Mari itself has its roots at Weta Digital, where the technology was originally developed for look-development and texture work on Avatar. "It's streets ahead of other 3D-painting applications in terms of the size of data it can handle," The Foundry Chief Scientist Simon Robinson told StudioDaily. He also noted that The Foundry's success taking on Nuke, which was originally developed by Digital Domain, and integrating lighting-pipeline technology from Sony Pictures Imageworks may have contributed to Disney's willingness to license the Paint 3D system. "It's extremely flattering that we're seen as enabling distributors of this technology," he said.

Double Negative and Framestore are among the early users of the first release of Mari. The software is now available for Linux, with a Q3 release penciled in for a Windows version, Robinson said.

The Foundry also announced release 2.1 of its Ocula suite of Nuke plug-ins for stereographic post-production, adding a "hugely improved" ColourMatcher for correcting color differences introduced by beamsplitting rigs; improving the quality of and broadening the parameters for generating disparity maps in DisparityGenerator; adding a new DisparityViewer plug-in; and making improvements to the VerticalAligner and Solver tools.

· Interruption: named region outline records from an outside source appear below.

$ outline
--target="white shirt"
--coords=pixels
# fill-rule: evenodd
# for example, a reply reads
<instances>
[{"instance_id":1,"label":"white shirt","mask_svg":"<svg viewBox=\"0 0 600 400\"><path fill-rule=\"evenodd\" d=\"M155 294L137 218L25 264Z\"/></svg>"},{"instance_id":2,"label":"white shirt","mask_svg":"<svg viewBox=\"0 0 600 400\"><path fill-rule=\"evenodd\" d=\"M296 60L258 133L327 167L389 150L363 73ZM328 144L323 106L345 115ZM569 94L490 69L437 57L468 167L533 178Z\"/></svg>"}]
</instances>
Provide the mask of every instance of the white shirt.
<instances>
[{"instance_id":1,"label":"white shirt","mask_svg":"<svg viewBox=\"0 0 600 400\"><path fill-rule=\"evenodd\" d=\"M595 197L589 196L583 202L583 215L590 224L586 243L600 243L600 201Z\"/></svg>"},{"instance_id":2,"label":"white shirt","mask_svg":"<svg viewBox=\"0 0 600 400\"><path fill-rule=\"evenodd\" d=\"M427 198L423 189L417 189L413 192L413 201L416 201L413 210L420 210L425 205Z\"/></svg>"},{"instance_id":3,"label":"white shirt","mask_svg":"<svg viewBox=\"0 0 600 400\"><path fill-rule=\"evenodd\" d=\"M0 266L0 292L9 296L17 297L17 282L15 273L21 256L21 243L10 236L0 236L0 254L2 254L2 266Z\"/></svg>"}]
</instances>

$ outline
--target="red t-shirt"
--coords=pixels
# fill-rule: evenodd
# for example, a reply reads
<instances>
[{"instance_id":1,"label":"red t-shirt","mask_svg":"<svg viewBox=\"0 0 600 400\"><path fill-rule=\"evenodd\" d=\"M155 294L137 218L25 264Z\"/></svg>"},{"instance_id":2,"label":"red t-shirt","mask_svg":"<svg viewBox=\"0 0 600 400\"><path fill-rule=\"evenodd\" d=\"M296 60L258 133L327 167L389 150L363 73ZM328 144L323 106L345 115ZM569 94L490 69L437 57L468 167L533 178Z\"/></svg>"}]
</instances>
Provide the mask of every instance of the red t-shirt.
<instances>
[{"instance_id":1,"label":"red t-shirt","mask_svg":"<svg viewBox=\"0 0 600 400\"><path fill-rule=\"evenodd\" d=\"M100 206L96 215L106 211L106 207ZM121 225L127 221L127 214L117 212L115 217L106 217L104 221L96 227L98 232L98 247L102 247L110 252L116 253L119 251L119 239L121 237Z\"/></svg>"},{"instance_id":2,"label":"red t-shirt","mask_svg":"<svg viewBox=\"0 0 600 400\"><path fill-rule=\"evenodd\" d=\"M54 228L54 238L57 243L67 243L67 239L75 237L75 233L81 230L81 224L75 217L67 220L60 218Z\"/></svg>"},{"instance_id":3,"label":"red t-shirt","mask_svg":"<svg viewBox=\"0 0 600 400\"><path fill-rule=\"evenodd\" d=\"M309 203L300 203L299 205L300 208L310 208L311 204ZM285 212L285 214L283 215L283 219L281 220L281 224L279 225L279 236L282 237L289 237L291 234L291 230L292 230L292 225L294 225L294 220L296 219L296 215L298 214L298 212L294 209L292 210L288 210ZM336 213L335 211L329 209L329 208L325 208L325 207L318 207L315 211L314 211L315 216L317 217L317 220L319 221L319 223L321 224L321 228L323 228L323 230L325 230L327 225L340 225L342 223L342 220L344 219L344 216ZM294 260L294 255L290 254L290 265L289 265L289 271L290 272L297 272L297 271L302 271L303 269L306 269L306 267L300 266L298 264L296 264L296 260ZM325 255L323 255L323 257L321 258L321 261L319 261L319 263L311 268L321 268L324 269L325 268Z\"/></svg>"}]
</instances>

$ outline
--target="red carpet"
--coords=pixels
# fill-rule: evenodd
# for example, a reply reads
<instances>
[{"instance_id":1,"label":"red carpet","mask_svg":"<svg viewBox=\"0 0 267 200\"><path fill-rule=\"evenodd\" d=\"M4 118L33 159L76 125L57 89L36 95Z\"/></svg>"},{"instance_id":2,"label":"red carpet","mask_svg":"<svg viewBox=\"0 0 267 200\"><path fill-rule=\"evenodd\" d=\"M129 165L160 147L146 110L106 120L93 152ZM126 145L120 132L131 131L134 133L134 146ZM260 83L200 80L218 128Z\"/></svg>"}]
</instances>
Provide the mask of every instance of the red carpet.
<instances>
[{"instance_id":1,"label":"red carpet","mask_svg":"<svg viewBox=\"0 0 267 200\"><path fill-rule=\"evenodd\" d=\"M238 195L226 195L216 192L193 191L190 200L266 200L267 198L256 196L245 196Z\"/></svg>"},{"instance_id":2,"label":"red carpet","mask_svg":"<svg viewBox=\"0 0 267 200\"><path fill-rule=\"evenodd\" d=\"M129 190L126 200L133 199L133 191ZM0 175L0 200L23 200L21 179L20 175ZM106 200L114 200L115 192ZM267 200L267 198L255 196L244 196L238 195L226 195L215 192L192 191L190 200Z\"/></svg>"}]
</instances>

And Nuke itself got an update to 6.1. The new release now supports Ultimatte for keying, along with Primatte, Keylight, and Nuke's internal IBK keyer. 3D snapping and selection have been added for faster creation of cards to attach to geometry. Nuke now offers FBX export as well as import, and handles the latest version of the R3D codec for newer RED cameras using the Mysterium sensor. Red Rocket is also hardware accelerated in this version of Nuke. It also features new roto-and-paint features, plus an upgrade to FrameCycler Pro 2009 and its 64-bit support and dual-stream stereo playback.